Oddly enough, the storm passed of its own accord a mere moment or two later. Perhaps the tipping point occurred when Thing 2 noticed the calm, ready-for-bed Thing 1 contentedly doing a puzzle with mommy. Perhaps it was simply that the fit had run its course. But no sooner than Thing 2 began to horn in on the puzzle activity than Thing 1 went from content to crazy in mere seconds. The tantrum's trigger? Natch, it was Thing 2's desire to share in the puzzle fun. Thing 1 wanted the puzzle to his own little self.

There was more sturm and drang, but finally mommy was able to mediate a sharing solution that seemed to pacify all parties. The kids then played as sweetly and politely as a couple of proper English children at a white glove tea party.


Even after 3-plus years into this parenting thing, I do not understand how children can be adorable, kind, gentle, huggy, kissable, squeezable munchkins saying "I wuv you" in that soft, quiet, tender way that makes you melt ... and seconds later, turn into Israeli commandos who'll stop at nothing to defend the Holy Land, even if that Holy Land is a Mickey Mouse Clubhouse 24-piece puzzle of a pastoral picnic scene featuring Mickey, Donald, Minnie, Goofy and Pluto.

What goes on in those developing brains, anyway?

I once saw an interview with the creators of SOUTH PARK, Trey Parker and Matt Stone, in which they explained that, contrary to the prevailing opinion that kids are born innocent and sweet, they're actually born selfish and mean. I don't subscribe to that view, but there are moments when I can see a little of Eric Cartman in each of my kids ... and while I enjoy the antics of Eric Cartman, I prefer them on screen. Parenting Eric Cartman would be hell.

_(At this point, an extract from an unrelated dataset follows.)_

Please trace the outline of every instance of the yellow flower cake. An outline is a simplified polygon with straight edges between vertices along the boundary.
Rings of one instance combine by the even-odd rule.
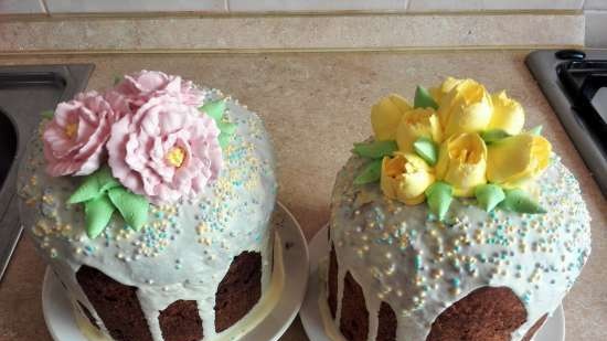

I'm continually amazed at how suddenly the psycho behavior takes hold; how intense it is; and how it can end just as suddenly as it began. Sure I try to avoid the obvious triggers -- the aforementioned "too hungry" and "too tired" symptoms that are often the precursors of a full-on psycho episode. But let's face it, you can't avoid bedtime. Sometime soon, Thing 2 is gonna have to learn to get ready for bed without the pj request prompting an attack of the crazies.

I find myself repeating my new mantra: Ignore and Endure. That is, when I'm not succumbing to the temptation to scream at the kids, and have the self-control to temporarily leave the room. (One mom friend manages by breathing into a paper bag.)

I know I must've had my psycho moments, and now I imagine that somewhere, my late mom is probably keeping score, tabulating my own kids' fits and cheering them on, knowing they've still got far to go to equal what I put her through.

Payback's a bitch, mom. But really: was I this bad?